Hang on - your DH is a doctor? - can he not sort out DC's abcess himself? If he sees that it is worthy of a trip to the dentist i am amazed that he can't be bothered to attend with you. Shameful - you need more support. Hoe he sees that and changes his attitude.

canella · 12/08/2009 11:45

stigaloid - the abcess is in ds's gum - definitely a job for a dentist!

zzen & mme lindt - that sounds like exactly what dh wants me to be "selbständig" because when he fell in love with me, I was. I've been independent of my parents since i was 17 and have coped with a lot in life! so in the UK and to a certain extent here i do cope with lots but i'm obviously not as independent as i was.

but anyway we've been to the dentist and dh was right - the dentist spoke reasonable english and i was able to sort it out - it was an infected lump which he has drained but we've to go back tom - ds was amazing throughout!!!

but dont feel proud of going myself - think i would have done if i didnt believe that he'll never come with me to another appointment because i managed this one!

OP posts:
Stigaloid · 12/08/2009 13:23

Am glad that it is getting sorted and you were able to understand the language enough but do feel for you in being unsupported by your DH. ((hugs))

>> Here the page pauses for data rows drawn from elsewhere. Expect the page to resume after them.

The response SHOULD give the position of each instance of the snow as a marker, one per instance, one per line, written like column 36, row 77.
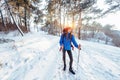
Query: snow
column 36, row 56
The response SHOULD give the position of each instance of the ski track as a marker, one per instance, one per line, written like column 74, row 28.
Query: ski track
column 92, row 63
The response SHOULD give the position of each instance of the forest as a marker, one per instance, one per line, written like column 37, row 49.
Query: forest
column 52, row 16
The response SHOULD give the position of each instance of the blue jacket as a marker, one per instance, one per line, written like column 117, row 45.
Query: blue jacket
column 66, row 42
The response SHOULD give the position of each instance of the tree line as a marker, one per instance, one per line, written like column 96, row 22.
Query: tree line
column 55, row 15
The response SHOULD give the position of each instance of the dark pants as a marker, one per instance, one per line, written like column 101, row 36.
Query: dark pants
column 70, row 57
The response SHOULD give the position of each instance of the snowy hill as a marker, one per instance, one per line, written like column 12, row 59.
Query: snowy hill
column 36, row 56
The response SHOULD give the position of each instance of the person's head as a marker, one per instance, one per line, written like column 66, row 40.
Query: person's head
column 67, row 30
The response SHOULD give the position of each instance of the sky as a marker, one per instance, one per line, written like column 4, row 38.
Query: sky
column 111, row 18
column 36, row 56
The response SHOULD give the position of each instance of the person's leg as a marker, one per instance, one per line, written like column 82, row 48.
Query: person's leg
column 64, row 59
column 71, row 58
column 71, row 61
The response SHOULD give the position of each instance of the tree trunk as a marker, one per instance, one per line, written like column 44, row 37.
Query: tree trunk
column 13, row 19
column 79, row 27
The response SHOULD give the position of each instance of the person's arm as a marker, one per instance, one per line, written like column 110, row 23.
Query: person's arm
column 75, row 43
column 61, row 42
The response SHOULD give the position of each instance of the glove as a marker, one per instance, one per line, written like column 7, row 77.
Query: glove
column 79, row 47
column 61, row 48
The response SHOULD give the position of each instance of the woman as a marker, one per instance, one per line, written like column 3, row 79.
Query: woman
column 66, row 41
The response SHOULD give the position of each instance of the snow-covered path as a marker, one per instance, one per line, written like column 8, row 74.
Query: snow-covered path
column 37, row 57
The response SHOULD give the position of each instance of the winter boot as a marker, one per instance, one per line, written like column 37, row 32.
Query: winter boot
column 64, row 68
column 72, row 71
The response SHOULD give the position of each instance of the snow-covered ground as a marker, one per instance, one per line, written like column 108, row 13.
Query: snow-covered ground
column 36, row 56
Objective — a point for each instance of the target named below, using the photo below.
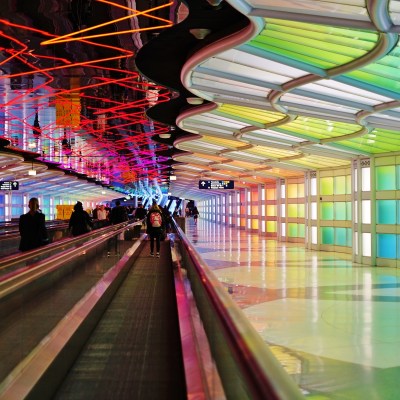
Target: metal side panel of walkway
(135, 350)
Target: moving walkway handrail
(25, 276)
(261, 372)
(16, 258)
(40, 373)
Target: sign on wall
(9, 185)
(205, 184)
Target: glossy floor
(333, 324)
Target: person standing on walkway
(155, 226)
(80, 221)
(32, 227)
(118, 213)
(195, 214)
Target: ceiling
(249, 91)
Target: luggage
(133, 233)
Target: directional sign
(9, 185)
(204, 184)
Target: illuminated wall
(387, 210)
(354, 210)
(295, 210)
(332, 204)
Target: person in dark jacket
(80, 221)
(118, 213)
(155, 227)
(32, 227)
(140, 212)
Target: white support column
(319, 198)
(373, 210)
(358, 198)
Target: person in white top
(102, 213)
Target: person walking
(80, 221)
(118, 214)
(195, 214)
(32, 227)
(155, 226)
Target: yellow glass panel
(271, 210)
(271, 194)
(292, 210)
(292, 190)
(271, 226)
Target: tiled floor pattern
(333, 324)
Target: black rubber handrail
(262, 373)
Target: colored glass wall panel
(292, 210)
(386, 245)
(349, 237)
(271, 210)
(271, 226)
(292, 230)
(327, 235)
(17, 199)
(292, 191)
(327, 211)
(340, 184)
(326, 186)
(340, 236)
(386, 212)
(301, 230)
(271, 194)
(348, 184)
(340, 211)
(301, 211)
(348, 210)
(300, 190)
(398, 177)
(386, 177)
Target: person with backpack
(155, 226)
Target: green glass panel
(349, 237)
(292, 230)
(340, 184)
(326, 186)
(340, 236)
(398, 212)
(386, 212)
(292, 210)
(397, 177)
(348, 211)
(348, 184)
(301, 211)
(327, 235)
(386, 177)
(386, 245)
(340, 211)
(327, 211)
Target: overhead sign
(9, 185)
(203, 184)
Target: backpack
(155, 220)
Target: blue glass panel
(386, 212)
(386, 245)
(340, 237)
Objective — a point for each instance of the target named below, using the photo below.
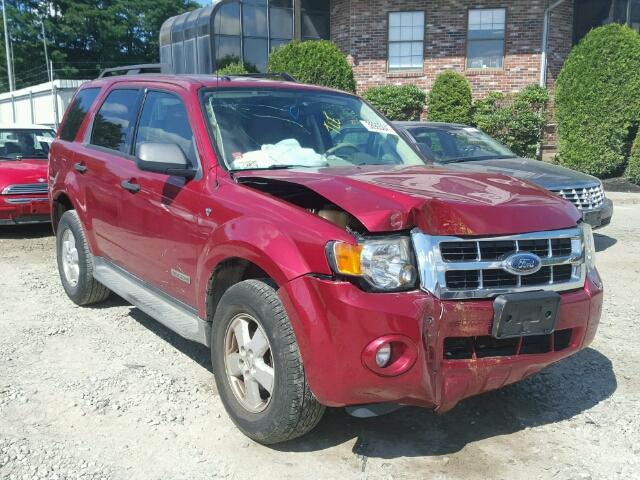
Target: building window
(406, 40)
(485, 38)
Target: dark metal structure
(206, 39)
(145, 68)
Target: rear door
(104, 159)
(159, 224)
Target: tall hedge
(450, 99)
(516, 119)
(598, 101)
(233, 68)
(318, 62)
(633, 168)
(397, 102)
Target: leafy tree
(318, 62)
(397, 102)
(516, 119)
(597, 101)
(633, 168)
(450, 99)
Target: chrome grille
(453, 267)
(586, 198)
(26, 189)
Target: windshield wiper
(473, 159)
(276, 167)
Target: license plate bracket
(525, 314)
(592, 218)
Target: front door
(159, 215)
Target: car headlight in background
(386, 264)
(589, 246)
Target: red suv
(323, 268)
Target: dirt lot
(108, 393)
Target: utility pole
(46, 53)
(12, 85)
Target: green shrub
(597, 101)
(450, 99)
(397, 102)
(233, 68)
(633, 168)
(318, 62)
(516, 119)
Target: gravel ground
(107, 393)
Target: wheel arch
(227, 273)
(60, 204)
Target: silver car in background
(467, 148)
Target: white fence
(42, 104)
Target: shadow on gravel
(603, 242)
(556, 394)
(559, 393)
(17, 232)
(198, 353)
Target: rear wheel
(75, 264)
(257, 365)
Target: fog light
(383, 355)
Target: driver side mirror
(167, 158)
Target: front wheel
(257, 366)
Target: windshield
(458, 144)
(16, 143)
(275, 128)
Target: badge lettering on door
(180, 276)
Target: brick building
(498, 45)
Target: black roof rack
(143, 68)
(281, 75)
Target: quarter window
(164, 120)
(114, 122)
(406, 40)
(485, 38)
(77, 111)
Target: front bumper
(334, 322)
(599, 217)
(19, 210)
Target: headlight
(386, 264)
(589, 246)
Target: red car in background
(23, 174)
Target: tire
(290, 410)
(76, 266)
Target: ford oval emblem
(522, 263)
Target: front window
(458, 144)
(275, 128)
(406, 40)
(16, 144)
(485, 38)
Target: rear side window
(77, 111)
(115, 121)
(164, 120)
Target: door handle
(129, 185)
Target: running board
(171, 313)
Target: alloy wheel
(249, 363)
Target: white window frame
(405, 34)
(486, 20)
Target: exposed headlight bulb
(383, 355)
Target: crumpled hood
(546, 175)
(438, 201)
(22, 171)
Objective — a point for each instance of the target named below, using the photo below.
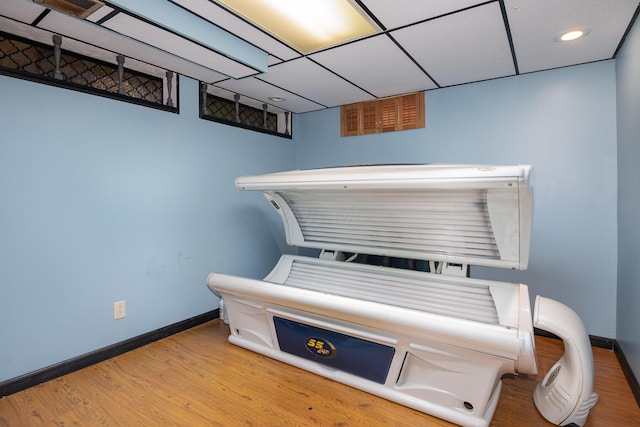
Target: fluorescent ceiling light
(571, 35)
(306, 25)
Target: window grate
(30, 58)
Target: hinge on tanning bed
(437, 267)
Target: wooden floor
(196, 378)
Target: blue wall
(563, 122)
(103, 200)
(628, 70)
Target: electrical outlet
(118, 310)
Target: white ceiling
(422, 45)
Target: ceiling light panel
(394, 14)
(307, 79)
(226, 20)
(534, 29)
(306, 25)
(460, 48)
(377, 65)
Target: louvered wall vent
(77, 8)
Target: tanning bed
(434, 339)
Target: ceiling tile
(309, 80)
(226, 20)
(24, 11)
(377, 65)
(397, 13)
(97, 36)
(254, 87)
(463, 47)
(534, 25)
(152, 35)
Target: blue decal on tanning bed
(356, 356)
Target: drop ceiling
(421, 45)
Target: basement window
(50, 64)
(383, 115)
(226, 107)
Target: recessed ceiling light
(307, 25)
(571, 35)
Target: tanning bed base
(437, 343)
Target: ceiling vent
(77, 8)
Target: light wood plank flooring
(196, 378)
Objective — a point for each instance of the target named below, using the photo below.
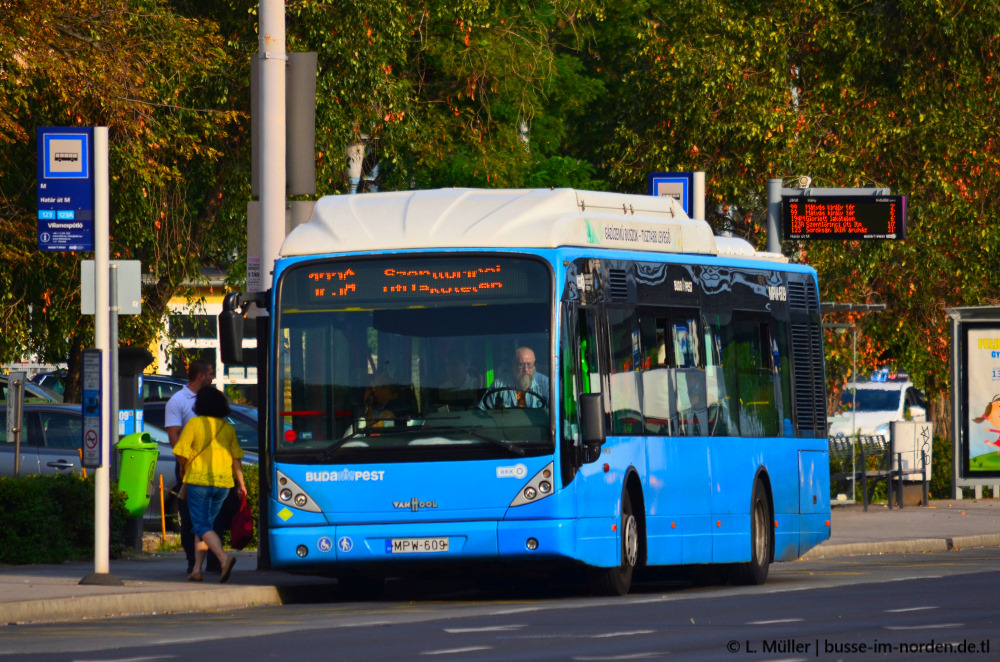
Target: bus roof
(514, 218)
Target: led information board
(65, 188)
(844, 217)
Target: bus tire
(618, 580)
(754, 571)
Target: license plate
(415, 545)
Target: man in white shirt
(180, 410)
(522, 387)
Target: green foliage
(50, 519)
(895, 93)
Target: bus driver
(524, 387)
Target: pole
(271, 51)
(102, 252)
(774, 216)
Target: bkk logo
(516, 471)
(343, 475)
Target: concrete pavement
(153, 583)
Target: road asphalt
(151, 583)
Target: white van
(871, 407)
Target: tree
(895, 93)
(161, 84)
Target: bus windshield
(413, 358)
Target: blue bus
(460, 377)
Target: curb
(137, 604)
(916, 545)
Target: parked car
(53, 436)
(51, 442)
(54, 381)
(33, 393)
(159, 388)
(871, 407)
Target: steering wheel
(498, 403)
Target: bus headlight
(293, 495)
(536, 489)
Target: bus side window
(758, 411)
(720, 377)
(626, 410)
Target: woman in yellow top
(209, 457)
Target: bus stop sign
(65, 188)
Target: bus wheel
(754, 571)
(618, 580)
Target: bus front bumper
(589, 541)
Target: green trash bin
(136, 466)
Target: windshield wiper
(508, 446)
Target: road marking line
(631, 633)
(924, 627)
(487, 628)
(652, 655)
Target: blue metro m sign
(65, 188)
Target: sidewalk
(156, 583)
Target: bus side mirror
(231, 323)
(592, 425)
(231, 337)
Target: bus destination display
(435, 281)
(846, 217)
(406, 282)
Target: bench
(867, 457)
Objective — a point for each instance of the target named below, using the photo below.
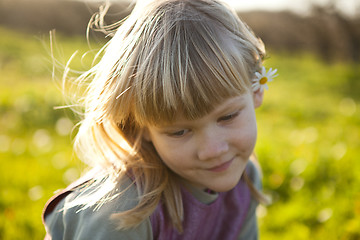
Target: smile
(222, 167)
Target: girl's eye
(178, 133)
(229, 117)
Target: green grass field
(308, 145)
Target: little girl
(169, 127)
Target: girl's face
(212, 151)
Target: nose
(211, 145)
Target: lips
(222, 167)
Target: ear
(146, 134)
(258, 97)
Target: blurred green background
(309, 136)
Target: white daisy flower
(261, 79)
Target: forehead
(223, 108)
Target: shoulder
(253, 170)
(69, 217)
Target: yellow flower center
(263, 80)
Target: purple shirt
(221, 219)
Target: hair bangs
(197, 70)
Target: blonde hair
(165, 57)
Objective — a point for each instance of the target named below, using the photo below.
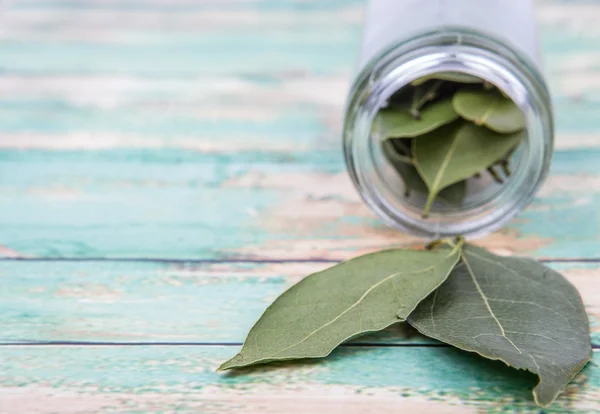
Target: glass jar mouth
(449, 50)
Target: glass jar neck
(448, 50)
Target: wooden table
(168, 167)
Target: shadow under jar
(406, 40)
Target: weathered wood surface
(210, 130)
(158, 121)
(132, 302)
(353, 380)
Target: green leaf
(457, 152)
(491, 109)
(394, 123)
(363, 295)
(448, 76)
(452, 196)
(512, 309)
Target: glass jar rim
(449, 49)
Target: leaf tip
(234, 362)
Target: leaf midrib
(367, 292)
(486, 302)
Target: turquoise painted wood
(132, 302)
(189, 111)
(353, 380)
(210, 130)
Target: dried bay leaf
(489, 108)
(453, 195)
(394, 123)
(511, 309)
(362, 295)
(457, 152)
(448, 76)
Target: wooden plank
(156, 127)
(133, 302)
(352, 380)
(181, 204)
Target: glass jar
(404, 40)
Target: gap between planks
(226, 261)
(210, 344)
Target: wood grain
(144, 139)
(176, 302)
(210, 130)
(355, 380)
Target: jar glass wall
(447, 50)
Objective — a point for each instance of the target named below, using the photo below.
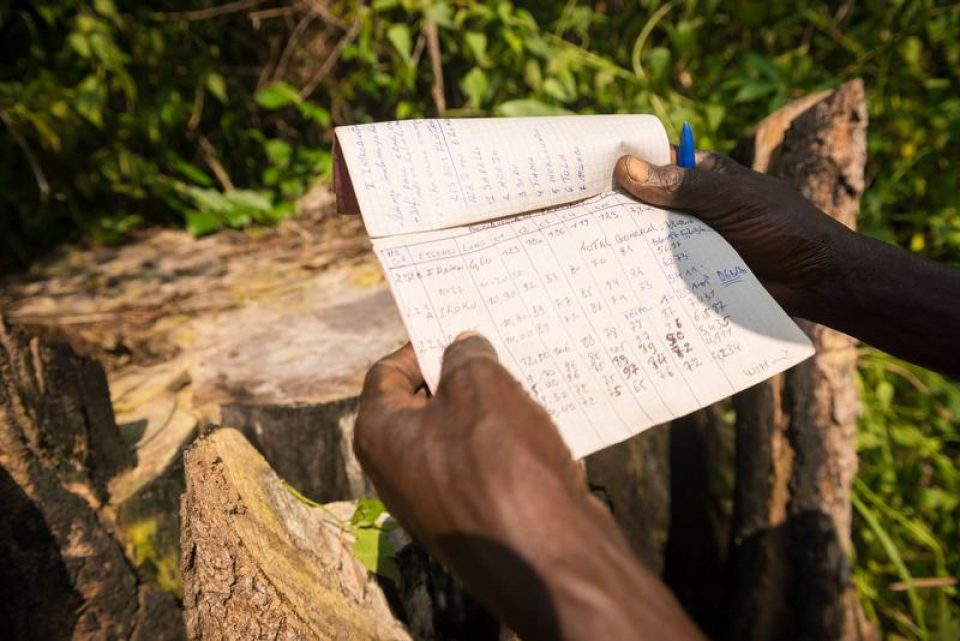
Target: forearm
(897, 302)
(562, 569)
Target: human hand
(792, 247)
(480, 476)
(477, 458)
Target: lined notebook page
(614, 315)
(420, 175)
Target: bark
(789, 569)
(700, 493)
(259, 563)
(65, 574)
(310, 445)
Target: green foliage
(112, 116)
(370, 525)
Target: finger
(394, 380)
(667, 185)
(718, 163)
(466, 347)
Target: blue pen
(685, 150)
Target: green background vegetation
(115, 115)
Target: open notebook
(614, 315)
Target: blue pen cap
(686, 150)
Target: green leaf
(248, 199)
(89, 100)
(191, 172)
(399, 37)
(528, 107)
(753, 90)
(200, 223)
(658, 62)
(477, 43)
(313, 112)
(277, 96)
(367, 512)
(476, 86)
(79, 43)
(217, 86)
(105, 8)
(278, 151)
(375, 552)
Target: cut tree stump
(633, 479)
(259, 563)
(63, 574)
(790, 566)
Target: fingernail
(637, 169)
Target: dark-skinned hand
(815, 267)
(480, 476)
(788, 243)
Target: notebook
(614, 315)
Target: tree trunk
(633, 479)
(795, 453)
(64, 574)
(258, 563)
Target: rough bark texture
(796, 456)
(701, 457)
(260, 564)
(633, 479)
(308, 445)
(65, 575)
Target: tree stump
(796, 453)
(259, 563)
(64, 575)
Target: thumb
(467, 347)
(667, 185)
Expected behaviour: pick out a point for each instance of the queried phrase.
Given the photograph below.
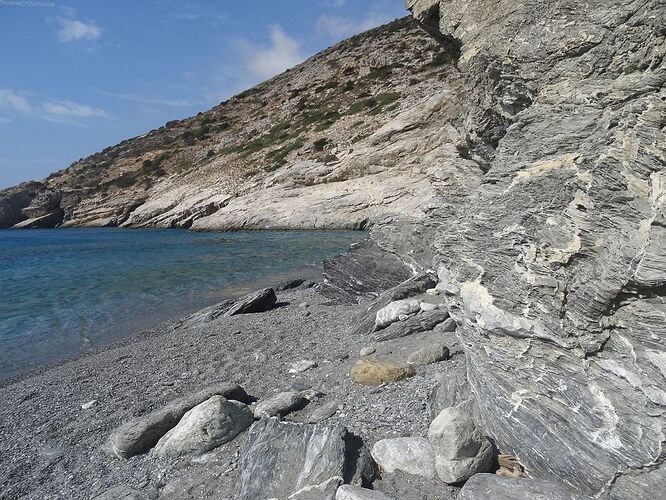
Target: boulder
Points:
(348, 492)
(418, 323)
(365, 321)
(371, 371)
(280, 405)
(484, 486)
(259, 301)
(461, 450)
(205, 427)
(428, 354)
(395, 310)
(142, 433)
(414, 455)
(279, 459)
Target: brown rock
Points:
(373, 371)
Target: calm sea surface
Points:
(63, 292)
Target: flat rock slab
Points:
(141, 434)
(484, 486)
(259, 301)
(280, 459)
(372, 371)
(413, 455)
(348, 492)
(212, 423)
(419, 323)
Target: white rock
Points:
(303, 365)
(414, 455)
(367, 351)
(461, 450)
(205, 427)
(349, 492)
(392, 312)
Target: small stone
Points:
(89, 404)
(461, 450)
(426, 355)
(348, 492)
(303, 365)
(446, 326)
(413, 455)
(323, 412)
(392, 312)
(372, 371)
(280, 404)
(367, 351)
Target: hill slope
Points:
(311, 148)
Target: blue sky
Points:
(77, 76)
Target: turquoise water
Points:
(63, 292)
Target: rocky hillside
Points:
(553, 265)
(311, 148)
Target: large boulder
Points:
(212, 423)
(413, 455)
(554, 267)
(259, 301)
(461, 450)
(281, 459)
(140, 434)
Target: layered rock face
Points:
(554, 267)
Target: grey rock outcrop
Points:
(348, 492)
(484, 486)
(142, 433)
(282, 459)
(205, 427)
(461, 450)
(552, 268)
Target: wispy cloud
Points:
(177, 103)
(264, 62)
(70, 29)
(59, 110)
(342, 27)
(14, 101)
(69, 109)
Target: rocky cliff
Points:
(554, 264)
(339, 141)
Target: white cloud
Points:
(70, 29)
(343, 27)
(12, 100)
(69, 109)
(265, 62)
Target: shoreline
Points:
(230, 292)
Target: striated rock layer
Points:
(555, 265)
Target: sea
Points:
(65, 292)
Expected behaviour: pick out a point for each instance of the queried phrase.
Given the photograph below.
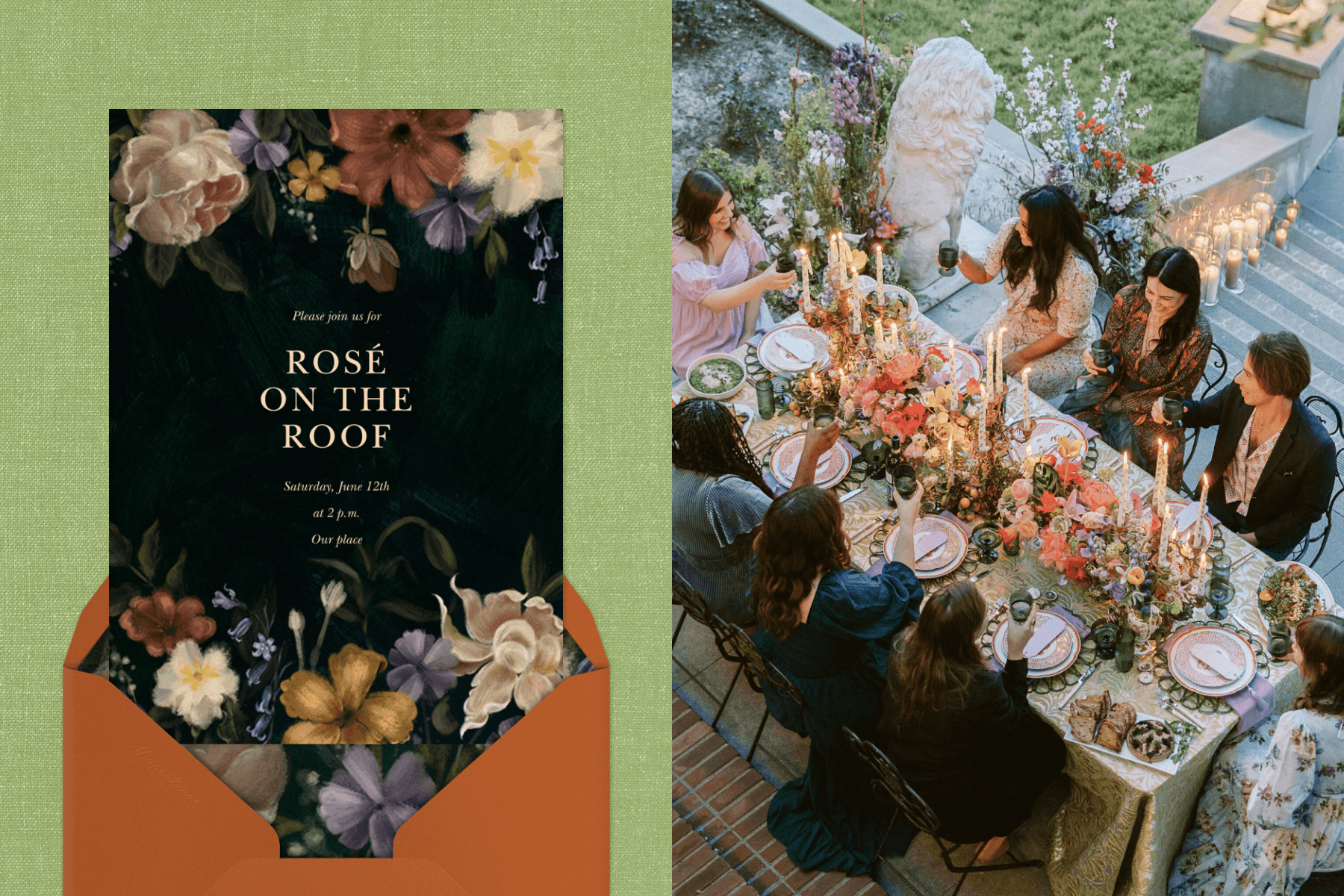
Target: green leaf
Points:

MmeLindt · 12/08/2009 13:29

Glad that DS is ok, well done him.

With regard to your DH, you are probably going to have to accept that this is one area where you will not get much support.

I find with DH once he has made up his mind, that is it. There is no reasoning with him. He will say, "Yes, I see what you are talking about and I understand it, but I just don't agree with it". Totally maddening. I don't know if that is a particular German trait, not being easily convinced that they are wrong.

ElieRM · 13/08/2009 10:51

YANBU-
HE 'doesn't want to spend his free time at appointments.' He outght torealise its not you being lazy or selfish- it's about looking after his chidlren's health. Yes, try and get more of a grasp on the language,but explain to him that you are concerned that if an important issue is rasied at docs or dentists you may not be able to understands.
Then smile sweetly and remind him it's the small matter of hhs dc's health you're discussing.